While Coda offers a solution to full node scalability concerns, another approach uses recursive SNARKs for transactional scalability. The technique, referred to as rollup by the Ethereum community, allows for upwards of 500 TPS in Ethereum, and a working testnet has already been released by Matter Labs. The high level summary is that transactions can be batched together into a succinct proof, and that proof can then be validated by the Ethereum network rather than the network validating each individual transaction.
A bit of context for the 500 TPS figure: this technique has to balance between scalability and usability. Using 1000 transactions as an example batch amount, this technique would wait for 1000 transactions to be made, then begin work on a proof including all 1000 transactions which is computationally intensive. If transaction number per batch is increased, one can expect an increase in both the time necessary for the batch to fill up, as well as the time necessary to create a proof of these transactions. DIZK increased the feasibility of this approach by introducing the ability to parallelize proof generation, whereas before proofs were limited to single machine generation. A continued increase in both number of transactions (to fill larger batches more efficiently) and efficiency in proof generation would lead to higher potential TPS without concessions to the above trilemma.

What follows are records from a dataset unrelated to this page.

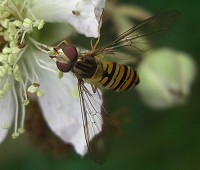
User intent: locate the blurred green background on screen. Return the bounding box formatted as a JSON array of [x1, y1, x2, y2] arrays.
[[0, 0, 200, 170]]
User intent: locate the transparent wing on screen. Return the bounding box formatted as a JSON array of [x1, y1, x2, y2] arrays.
[[94, 10, 179, 55], [78, 82, 112, 164]]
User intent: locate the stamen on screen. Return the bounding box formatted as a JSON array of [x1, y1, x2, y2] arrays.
[[31, 50, 56, 73], [18, 85, 26, 130], [12, 80, 19, 139]]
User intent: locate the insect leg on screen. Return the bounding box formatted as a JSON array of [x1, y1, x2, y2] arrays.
[[55, 40, 69, 48], [91, 9, 104, 51]]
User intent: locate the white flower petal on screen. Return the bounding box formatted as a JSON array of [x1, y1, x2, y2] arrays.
[[0, 92, 15, 143], [35, 51, 102, 155], [31, 0, 105, 37]]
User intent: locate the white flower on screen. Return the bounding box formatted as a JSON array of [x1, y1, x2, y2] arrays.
[[0, 0, 105, 155], [137, 48, 196, 108], [31, 0, 105, 37]]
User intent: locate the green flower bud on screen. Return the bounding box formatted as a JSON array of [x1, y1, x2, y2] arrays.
[[137, 49, 196, 108]]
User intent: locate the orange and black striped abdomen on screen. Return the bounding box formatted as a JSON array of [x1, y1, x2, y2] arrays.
[[98, 62, 139, 92]]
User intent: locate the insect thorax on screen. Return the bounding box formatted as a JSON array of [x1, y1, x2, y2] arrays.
[[72, 56, 98, 79]]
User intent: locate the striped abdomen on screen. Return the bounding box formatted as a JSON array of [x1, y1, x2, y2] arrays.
[[93, 62, 139, 92]]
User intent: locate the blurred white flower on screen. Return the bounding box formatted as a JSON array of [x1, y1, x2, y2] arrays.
[[31, 0, 105, 37], [0, 0, 105, 155], [137, 48, 196, 108]]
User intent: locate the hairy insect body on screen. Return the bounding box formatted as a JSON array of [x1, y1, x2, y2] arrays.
[[72, 53, 139, 92]]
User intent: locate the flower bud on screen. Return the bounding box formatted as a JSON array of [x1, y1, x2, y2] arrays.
[[138, 48, 196, 108]]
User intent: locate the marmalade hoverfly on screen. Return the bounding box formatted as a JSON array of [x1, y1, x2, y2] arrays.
[[40, 10, 179, 164]]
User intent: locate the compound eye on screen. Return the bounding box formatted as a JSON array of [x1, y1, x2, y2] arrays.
[[62, 45, 78, 62], [56, 61, 71, 72]]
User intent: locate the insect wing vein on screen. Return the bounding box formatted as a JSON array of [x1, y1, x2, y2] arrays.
[[94, 10, 179, 55], [78, 83, 112, 164]]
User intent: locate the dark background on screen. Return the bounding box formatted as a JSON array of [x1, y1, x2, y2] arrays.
[[0, 0, 200, 170]]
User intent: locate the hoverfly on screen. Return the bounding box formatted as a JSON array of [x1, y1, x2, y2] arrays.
[[39, 10, 179, 164]]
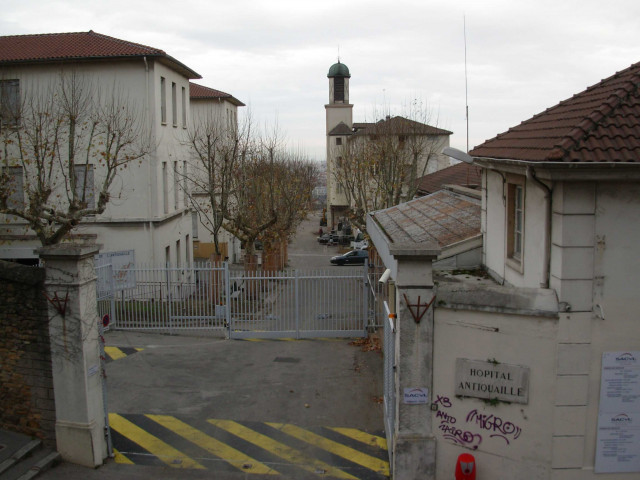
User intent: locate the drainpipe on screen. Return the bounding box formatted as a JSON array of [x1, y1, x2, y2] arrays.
[[142, 56, 155, 261], [527, 166, 552, 288]]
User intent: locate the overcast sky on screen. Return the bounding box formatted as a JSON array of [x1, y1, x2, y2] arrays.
[[0, 0, 640, 160]]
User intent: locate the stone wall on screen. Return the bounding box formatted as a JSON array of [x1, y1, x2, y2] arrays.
[[0, 261, 56, 446]]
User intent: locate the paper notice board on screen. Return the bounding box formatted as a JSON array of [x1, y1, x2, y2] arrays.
[[595, 351, 640, 473]]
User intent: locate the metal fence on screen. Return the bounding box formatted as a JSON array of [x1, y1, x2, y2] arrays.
[[229, 267, 369, 338], [96, 263, 373, 338], [384, 302, 396, 472], [96, 263, 226, 331]]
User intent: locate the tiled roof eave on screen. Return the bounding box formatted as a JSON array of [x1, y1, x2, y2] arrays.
[[0, 53, 202, 79]]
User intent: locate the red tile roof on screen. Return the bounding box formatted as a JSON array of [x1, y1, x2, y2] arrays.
[[469, 63, 640, 162], [0, 30, 201, 78], [189, 82, 245, 107], [418, 163, 482, 195]]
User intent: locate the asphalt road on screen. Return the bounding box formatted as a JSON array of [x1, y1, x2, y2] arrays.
[[42, 215, 388, 480]]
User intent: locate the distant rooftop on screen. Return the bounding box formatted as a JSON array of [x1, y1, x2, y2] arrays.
[[418, 163, 482, 195], [189, 82, 245, 107], [0, 30, 202, 78], [469, 63, 640, 162], [369, 190, 481, 248]]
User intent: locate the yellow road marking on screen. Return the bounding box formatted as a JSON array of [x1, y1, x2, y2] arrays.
[[147, 415, 278, 475], [104, 347, 127, 360], [109, 413, 205, 470], [113, 448, 134, 465], [329, 427, 387, 450], [267, 422, 389, 476], [208, 419, 357, 480]]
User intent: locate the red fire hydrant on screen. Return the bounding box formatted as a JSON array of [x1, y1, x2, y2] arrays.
[[456, 453, 476, 480]]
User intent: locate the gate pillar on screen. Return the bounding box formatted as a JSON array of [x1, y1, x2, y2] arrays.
[[38, 244, 107, 467], [389, 247, 440, 480]]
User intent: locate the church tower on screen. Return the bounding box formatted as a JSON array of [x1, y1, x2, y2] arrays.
[[324, 61, 353, 134], [324, 60, 353, 229]]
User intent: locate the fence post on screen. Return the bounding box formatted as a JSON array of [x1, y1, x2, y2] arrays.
[[362, 261, 369, 336], [38, 244, 107, 467], [222, 262, 231, 338]]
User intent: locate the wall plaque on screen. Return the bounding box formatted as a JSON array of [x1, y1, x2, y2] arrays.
[[455, 358, 529, 404]]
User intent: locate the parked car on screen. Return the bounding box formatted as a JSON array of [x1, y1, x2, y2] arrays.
[[329, 250, 369, 265], [318, 233, 331, 245]]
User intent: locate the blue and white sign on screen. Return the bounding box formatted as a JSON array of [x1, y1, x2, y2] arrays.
[[595, 351, 640, 473]]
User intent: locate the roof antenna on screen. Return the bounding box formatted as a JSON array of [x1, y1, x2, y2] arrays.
[[462, 15, 469, 153]]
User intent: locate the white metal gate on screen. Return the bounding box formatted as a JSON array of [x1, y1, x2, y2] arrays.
[[98, 263, 373, 338], [227, 266, 369, 338]]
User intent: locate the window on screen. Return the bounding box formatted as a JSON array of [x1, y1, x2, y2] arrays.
[[184, 235, 191, 267], [333, 77, 344, 102], [182, 87, 187, 128], [0, 80, 20, 127], [191, 212, 198, 239], [171, 82, 178, 127], [507, 179, 524, 269], [2, 167, 25, 210], [182, 162, 189, 207], [160, 77, 167, 124], [173, 162, 180, 210], [162, 162, 169, 213], [73, 165, 96, 208]]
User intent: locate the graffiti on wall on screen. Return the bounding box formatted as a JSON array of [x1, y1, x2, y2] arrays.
[[433, 395, 522, 450]]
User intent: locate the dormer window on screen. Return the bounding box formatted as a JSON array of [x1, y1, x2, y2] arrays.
[[506, 178, 524, 272]]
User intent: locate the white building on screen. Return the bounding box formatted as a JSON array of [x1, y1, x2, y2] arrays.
[[325, 61, 451, 228], [0, 31, 200, 265], [368, 59, 640, 480]]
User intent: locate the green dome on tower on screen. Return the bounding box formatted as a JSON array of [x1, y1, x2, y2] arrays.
[[327, 60, 351, 78]]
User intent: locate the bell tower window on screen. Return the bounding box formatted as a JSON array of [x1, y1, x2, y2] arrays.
[[333, 77, 344, 102]]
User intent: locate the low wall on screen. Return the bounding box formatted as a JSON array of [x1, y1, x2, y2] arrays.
[[0, 261, 56, 446]]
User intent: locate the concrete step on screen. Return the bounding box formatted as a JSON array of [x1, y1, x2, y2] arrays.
[[0, 440, 60, 480], [0, 432, 42, 479]]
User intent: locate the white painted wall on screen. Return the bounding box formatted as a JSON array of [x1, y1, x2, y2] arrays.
[[482, 169, 546, 288], [1, 59, 191, 263], [432, 307, 558, 480]]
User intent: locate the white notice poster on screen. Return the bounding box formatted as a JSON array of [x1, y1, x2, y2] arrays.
[[595, 351, 640, 473]]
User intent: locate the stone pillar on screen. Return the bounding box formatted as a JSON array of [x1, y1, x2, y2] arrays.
[[391, 249, 439, 480], [38, 244, 107, 467]]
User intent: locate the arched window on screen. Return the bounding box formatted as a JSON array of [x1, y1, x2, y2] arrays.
[[333, 77, 344, 102]]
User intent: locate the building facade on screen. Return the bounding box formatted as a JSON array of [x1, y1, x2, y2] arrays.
[[325, 61, 451, 229], [0, 31, 200, 265], [369, 59, 640, 479]]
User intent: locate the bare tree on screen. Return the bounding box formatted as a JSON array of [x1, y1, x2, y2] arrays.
[[0, 72, 150, 246], [331, 101, 451, 230], [183, 111, 255, 255]]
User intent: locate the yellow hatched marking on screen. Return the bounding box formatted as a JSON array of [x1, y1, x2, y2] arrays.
[[208, 419, 357, 480], [147, 415, 279, 475], [267, 423, 389, 476], [113, 448, 134, 465], [109, 413, 205, 470], [329, 427, 387, 450], [104, 347, 127, 360]]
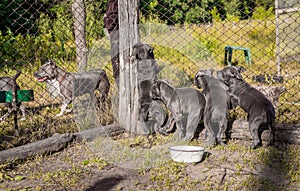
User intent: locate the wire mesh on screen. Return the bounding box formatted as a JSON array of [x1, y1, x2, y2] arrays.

ZEXE: Enabling Decentralized Private Computation
In the last two examples, zkSNARKs offer a solution to exponentially growing blockchains, and transaction scalability. The next logical step is a solution for computational scalability. In a paper entitled ZEXE, “a ledger-based system that enables users to execute offline computation and subsequently produce publicly-verifiable transactions that attest to the correctness of these offline executions” is proposed. The ability to have computation done offline, and for a network to quickly verify a proof that the computation was done correctly is a significant breakthrough. Ethereum currently requires all computation to be executed by every network participant — an obvious scalability bottleneck. Many projects have attempted to create ways in which computation can be delegated to anonymous network participants, but all have struggled with how to verify that the computation was done correctly short of redoing the delegated computation in its entirety.
To provide more tangible examples, the paper elaborates methods for creating tokens, smart contracts, and even a decentralized exchange all in a fully anonymous and private way. Whereas the examples above utilized privacy preserving technology for specific applications, one can think of ZEXE as more of a generalized operating system allowing for numerous use cases, bounded only by the imagination of those developing on it. Expect to see quite a few exciting developments leveraging this work.